Luxembourg-based Adria News, N1’s owner of record, added five new members to its board on September 23, including United Group CEO Stan Miller, a move that N1 Program Director Igor Bozic thinks continues on the plans discussed by Miller and Telekom Serbia CEO Vladimir Lucic.
Miller and Lucic discussed changes to the management of United Media (owned by United Group) and promises they said were made to Serbian President Aleksandar Vucic in that regard.
“It seems that conversation actually revealed the true intentions behind what is happening within United Group, and that they are not abandoning the plan. Terms like faster bank operations and similar were mentioned, which suggest that there is indeed some kind of plan. The cause for concern is that none of us were informed — we simply noticed an entry in the registry in Luxembourg,” Bozic told Danas daily, adding that the true intentions behind the move remain unknown.
“We know they have been appointed as A-class managers, and our previous directors have been shifted to B-class managers. We still don’t have any explanation as to what that actually means. We assume they can now launch a reorganization of N1 without our knowledge. We’ve sent them a letter — primarily to the majority owner — in asking for clarification and what this will mean for our day-to-day operations,” he said. According to him, there is cause for concern that the decision could hamper or jeopardize N1’s independent editorial policy.
“We have our Editorial Guidelines, which were drafted by Editorial Board member Peter Horrocks, a longtime BBC journalist, where editorial policy is clearly separated from management,” Bozic said.
Danas recalled that Vucic said in February that some United Media journalists would lose their jobs and that he personally would give some of them jobs. Bozic said that he doesn’t know if the goal is simply to shut N1 down or even if that was Vucic’s idea when making deals.

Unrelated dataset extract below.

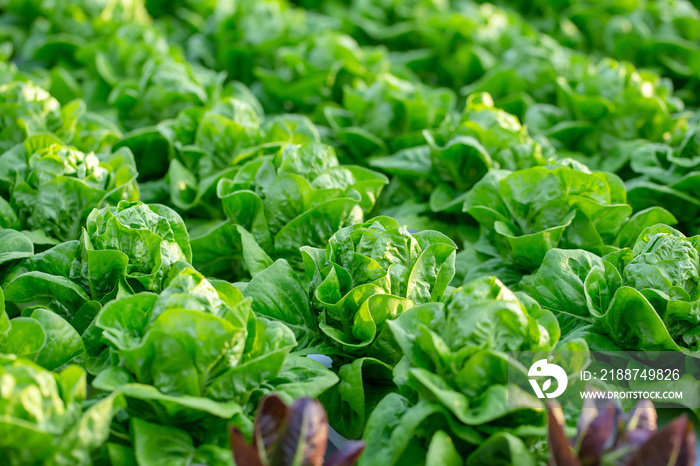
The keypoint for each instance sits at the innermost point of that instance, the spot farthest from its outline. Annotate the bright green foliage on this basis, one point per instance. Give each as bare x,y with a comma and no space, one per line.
42,418
199,198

“I don’t know exactly what it’s about, but it’s evident that the timing aligns with what he said back in February. He said then: ‘I’ll ask them in November — some will be fired, and I will give some of them jobs.’ It looks like the plan he made back then is now being carried out. We’re approaching November, and there culd be a link to his statement. We are not getting firm guarantees from our majority owners that this is not the case. Aside from declarative support for free and independent journalism, we haven’t received any concrete guarantees or explanations about what’s going on inside the company,” he said.

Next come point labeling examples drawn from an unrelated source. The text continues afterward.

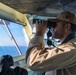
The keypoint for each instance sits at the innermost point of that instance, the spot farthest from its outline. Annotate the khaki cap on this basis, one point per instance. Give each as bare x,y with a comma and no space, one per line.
65,16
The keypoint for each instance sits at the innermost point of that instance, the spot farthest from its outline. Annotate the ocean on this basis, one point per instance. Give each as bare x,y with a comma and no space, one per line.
11,50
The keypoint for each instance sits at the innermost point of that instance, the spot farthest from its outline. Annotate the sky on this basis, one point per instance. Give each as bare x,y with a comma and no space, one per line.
18,33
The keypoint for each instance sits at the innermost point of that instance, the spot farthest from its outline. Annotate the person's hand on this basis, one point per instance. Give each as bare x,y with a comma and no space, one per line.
41,28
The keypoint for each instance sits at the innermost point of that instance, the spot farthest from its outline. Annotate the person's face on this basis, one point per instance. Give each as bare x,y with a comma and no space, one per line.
58,31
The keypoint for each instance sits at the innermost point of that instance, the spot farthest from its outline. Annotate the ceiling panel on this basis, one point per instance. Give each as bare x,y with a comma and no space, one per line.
42,7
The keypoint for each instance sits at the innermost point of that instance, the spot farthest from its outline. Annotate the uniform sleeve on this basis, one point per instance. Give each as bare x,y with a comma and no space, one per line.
39,58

The changes on the United Group board come just a month after the OCCRP investigative network published a recording of the conversation between Miller and Lucic, in which the UG CEO spoke about reducing United Group’s operations in Serbia. According to the recording, the decision was made after a deal between Vucic and Nikos Stathopoulos, an senior manager at the BC Partners investment fund which has a majority stake in United Group.